It took nine years for the boyfriend of a 28-year-old woman who died during an overnight Amtrak trip to be tried for her murder, but on Monday an expert witness testified that Marina Placensia had indisputably been suffocated.
“Ms. Placensia was suffocated to death,” Dr. Bill Smock, a nationally known expert in asphyxia deaths, testified at the trial of 43-year-old Angelo Mantych, who’s charged with first-degree murder, The Denver Post reported. “She died because she couldn’t breathe. Period. This is homicide. Death at the hands of someone else. Literally the hands of someone else.”
Mantych, Placensia and their four children had boarded an Amtrak train in Wisconsin on Aug. 30, 2016, bound for Denver, where the family planned to relocate. When it pulled into Denver’s Union Square Station, Placensia was dead in her seat.
Mantych told police he’d found his “heavy sleeper” of a partner unresponsive when he twice tried to wake her before arrival, according to a 2023 affidavit released by the Denver District Attorney’s Office.
She was slumped over in her seat, still warm and not stiff, but not breathing, with her bra shoved up above her breasts, an assistant conductor who tried to revive her testified. She was also covered in bruises, and an autopsy revealed 35 injuries ranging from contusions to broken ribs and internal bleeding.
The injuries correlated with the physical and mental abuse her family and friends said Mantych inflicted both on Placensia and the four kids, three of whom the couple shared.
She was finally ready to leave the situation, her brother told Denver’s Fox affiliate KDVR, and family members were on hand to pick up Placensia and the children and tell Mantych to take a hike. But he’d gotten wind of the plan and told Placensia that “he would kill her if she left with the children,” according to the affidavit.

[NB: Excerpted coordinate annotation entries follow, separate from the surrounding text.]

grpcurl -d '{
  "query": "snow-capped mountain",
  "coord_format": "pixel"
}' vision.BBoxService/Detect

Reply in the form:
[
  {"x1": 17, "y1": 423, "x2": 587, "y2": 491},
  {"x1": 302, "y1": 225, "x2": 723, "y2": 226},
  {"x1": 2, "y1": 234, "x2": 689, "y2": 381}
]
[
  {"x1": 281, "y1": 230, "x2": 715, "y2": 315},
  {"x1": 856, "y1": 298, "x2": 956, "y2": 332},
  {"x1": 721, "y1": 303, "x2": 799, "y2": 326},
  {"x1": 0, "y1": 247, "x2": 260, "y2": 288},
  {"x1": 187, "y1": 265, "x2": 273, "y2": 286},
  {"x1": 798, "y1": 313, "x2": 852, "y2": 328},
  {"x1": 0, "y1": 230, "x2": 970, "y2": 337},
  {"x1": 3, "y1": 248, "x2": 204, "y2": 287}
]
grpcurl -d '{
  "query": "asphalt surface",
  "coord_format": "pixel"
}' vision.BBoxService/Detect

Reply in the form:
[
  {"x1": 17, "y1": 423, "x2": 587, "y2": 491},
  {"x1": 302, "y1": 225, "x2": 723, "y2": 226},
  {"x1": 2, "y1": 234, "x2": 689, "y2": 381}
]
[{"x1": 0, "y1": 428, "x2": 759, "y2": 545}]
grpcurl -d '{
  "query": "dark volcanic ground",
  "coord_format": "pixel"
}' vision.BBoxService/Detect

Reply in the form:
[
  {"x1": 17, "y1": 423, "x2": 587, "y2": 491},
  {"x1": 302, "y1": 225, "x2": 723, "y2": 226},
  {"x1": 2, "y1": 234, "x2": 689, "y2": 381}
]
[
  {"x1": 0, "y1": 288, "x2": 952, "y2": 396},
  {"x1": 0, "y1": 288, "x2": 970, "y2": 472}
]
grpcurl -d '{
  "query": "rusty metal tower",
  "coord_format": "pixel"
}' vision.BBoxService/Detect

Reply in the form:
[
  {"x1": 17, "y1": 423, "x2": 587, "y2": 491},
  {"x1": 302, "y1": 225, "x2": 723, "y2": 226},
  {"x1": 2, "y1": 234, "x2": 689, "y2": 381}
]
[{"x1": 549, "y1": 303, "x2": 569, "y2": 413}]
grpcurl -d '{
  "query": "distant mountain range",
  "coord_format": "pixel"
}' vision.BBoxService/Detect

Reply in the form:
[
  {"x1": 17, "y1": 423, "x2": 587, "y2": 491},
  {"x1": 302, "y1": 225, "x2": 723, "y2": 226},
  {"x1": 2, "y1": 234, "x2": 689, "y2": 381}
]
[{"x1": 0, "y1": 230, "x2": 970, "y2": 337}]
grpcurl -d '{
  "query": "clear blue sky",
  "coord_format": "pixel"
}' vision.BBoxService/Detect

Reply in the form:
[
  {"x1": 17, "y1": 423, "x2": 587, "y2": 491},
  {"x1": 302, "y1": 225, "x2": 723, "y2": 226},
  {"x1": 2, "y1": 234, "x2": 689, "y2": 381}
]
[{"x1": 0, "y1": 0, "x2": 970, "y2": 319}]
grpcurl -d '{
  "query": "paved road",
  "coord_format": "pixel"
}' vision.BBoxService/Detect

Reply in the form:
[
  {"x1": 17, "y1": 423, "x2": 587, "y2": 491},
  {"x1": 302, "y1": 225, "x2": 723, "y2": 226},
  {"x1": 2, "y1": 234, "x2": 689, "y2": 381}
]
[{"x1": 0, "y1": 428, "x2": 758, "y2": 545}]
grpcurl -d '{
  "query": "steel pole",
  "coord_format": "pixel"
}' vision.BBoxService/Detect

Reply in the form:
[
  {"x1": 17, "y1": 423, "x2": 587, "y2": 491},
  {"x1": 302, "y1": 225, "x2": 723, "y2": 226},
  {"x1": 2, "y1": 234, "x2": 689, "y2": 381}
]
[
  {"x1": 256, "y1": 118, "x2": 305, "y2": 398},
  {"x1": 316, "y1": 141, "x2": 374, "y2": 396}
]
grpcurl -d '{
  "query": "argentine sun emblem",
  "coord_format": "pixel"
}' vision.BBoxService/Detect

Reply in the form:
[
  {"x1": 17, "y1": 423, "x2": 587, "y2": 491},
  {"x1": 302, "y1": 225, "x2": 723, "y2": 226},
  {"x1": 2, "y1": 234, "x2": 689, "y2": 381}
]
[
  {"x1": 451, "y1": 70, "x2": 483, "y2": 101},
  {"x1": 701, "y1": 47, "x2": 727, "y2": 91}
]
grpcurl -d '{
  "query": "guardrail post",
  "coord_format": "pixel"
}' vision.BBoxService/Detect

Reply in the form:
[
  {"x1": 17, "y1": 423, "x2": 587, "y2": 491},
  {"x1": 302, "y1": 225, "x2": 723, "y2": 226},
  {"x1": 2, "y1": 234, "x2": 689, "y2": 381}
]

However, the Denver Office of the Medical Examiner could not determine a cause of death, and the case went cold until Smock was called in. The strangulation and suffocation expert with the Louisville, Kentucky, Metro Police Department, who also testified in the George Floyd Case, discerned telltale signs.
The awkward bra position indicated struggle, and a tooth imprint on Placensia’s lower lip showed how forcefully they’d been pressed together as she was suffocated, Smock told the court. Her gums bled during the 90 seconds that elapsed between air supply cutoff and loss of consciousness, during which Placensia was unable to scream or speak.
Her family is glad to see Mantych held to account.
“She was a hardworking woman. She did what she could to provide for her kids,” Placencia’s brother, Christopher Medina, told NBC affiliate KUSA. “I did everything I could for my sister. She was my best friend.”